Which aspects are most fraudulent? The cities’ lawsuits, junk science or bond offerings?

The ultra liberal enclaves of New York City and San Francisco, Oakland, Santa Cruz, San Mateo, Marin, and Imperial Beach, California, all claim to be deeply worried about man-made climate cataclysms.

They also have huge government pension fund shortfalls (NYC alone has a pension debt of some $65 billion), and are suing BP, ExxonMobil, Chevron, ConocoPhillips, and Royal Dutch Shell. They’re gunning for a collective litigation windfall of several hundred billion dollars to help bail them out. (They’d probably sue coal companies, too, but the Obama era war on coal drove many into bankruptcy.)

Their fundamental cause of action claims greenhouse gases (primarily carbon dioxide) from burning oil and natural gas are disrupting Earth’s climate and weather, causing heat waves and frigid winters, floods and droughts, more frequent and intense hurricanes, melting ice packs, and rising seas – costing the cities billions of dollars for repairs and adaptation. The calamities pose an “existential threat” to the cities, humanity, and our planet. If they’re not happening already, they will within decades, the litigants assert.

The litigants seek compensatory damages, abatement of the alleged nuisance, attorneys’ fees, punitive damages and disgorgement of corporate profits. New York Mayor Bill de Blasio also wants his city to divest from fossil fuels (which generate revenues for pension funds, and invest more in wind and solar, which require subsidies) and “bring the death knell” to the entire oil industry. It’s a classic shakedown.

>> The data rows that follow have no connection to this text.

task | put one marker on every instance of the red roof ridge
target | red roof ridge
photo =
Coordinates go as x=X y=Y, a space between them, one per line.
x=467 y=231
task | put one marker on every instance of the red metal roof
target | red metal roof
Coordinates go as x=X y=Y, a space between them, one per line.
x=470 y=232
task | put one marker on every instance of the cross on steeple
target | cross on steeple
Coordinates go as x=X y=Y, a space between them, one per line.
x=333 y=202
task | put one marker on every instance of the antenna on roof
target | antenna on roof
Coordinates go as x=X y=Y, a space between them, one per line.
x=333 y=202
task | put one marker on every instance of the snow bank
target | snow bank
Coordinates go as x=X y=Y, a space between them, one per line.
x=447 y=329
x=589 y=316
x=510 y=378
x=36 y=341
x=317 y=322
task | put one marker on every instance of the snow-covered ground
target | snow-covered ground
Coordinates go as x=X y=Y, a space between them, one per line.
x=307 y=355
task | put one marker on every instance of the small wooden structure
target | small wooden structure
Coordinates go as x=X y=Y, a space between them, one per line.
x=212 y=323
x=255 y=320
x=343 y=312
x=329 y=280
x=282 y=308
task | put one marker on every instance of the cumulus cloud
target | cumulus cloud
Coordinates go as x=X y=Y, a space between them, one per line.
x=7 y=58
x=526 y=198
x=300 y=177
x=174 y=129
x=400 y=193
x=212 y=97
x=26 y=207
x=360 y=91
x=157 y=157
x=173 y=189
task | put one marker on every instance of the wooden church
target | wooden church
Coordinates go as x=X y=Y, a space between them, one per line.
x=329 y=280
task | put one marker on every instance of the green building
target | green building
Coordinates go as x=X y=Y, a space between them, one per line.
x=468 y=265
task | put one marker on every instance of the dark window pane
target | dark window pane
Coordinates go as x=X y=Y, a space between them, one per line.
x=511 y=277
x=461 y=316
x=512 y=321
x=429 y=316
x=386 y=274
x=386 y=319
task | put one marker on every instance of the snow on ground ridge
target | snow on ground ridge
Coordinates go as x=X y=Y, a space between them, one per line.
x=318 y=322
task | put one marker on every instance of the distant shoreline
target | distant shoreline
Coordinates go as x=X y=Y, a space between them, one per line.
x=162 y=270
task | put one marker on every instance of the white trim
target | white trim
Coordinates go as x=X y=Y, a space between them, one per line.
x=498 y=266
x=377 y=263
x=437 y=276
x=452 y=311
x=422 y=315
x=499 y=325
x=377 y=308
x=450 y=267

The cities and counties also want the courts to focus only on the alleged social, environmental, and economic costs of carbon-based fuels and carbon dioxide emissions. They want no mention of the enormous benefits – to the cities, counties and their citizenry: lights, heat, clothing, transportation, communication, healthcare, employment, crops, parks, forests, and much more.

Indeed, a comprehensive, honest analysis shows the benefits of carbon exceed their costs by at least 50:1, to as much as 500:1.

The litigants demand that the targeted companies “disgorge” their profits. Perhaps the cities should first disgorge the trillions in benefits they received from using the companies’ products for the past century.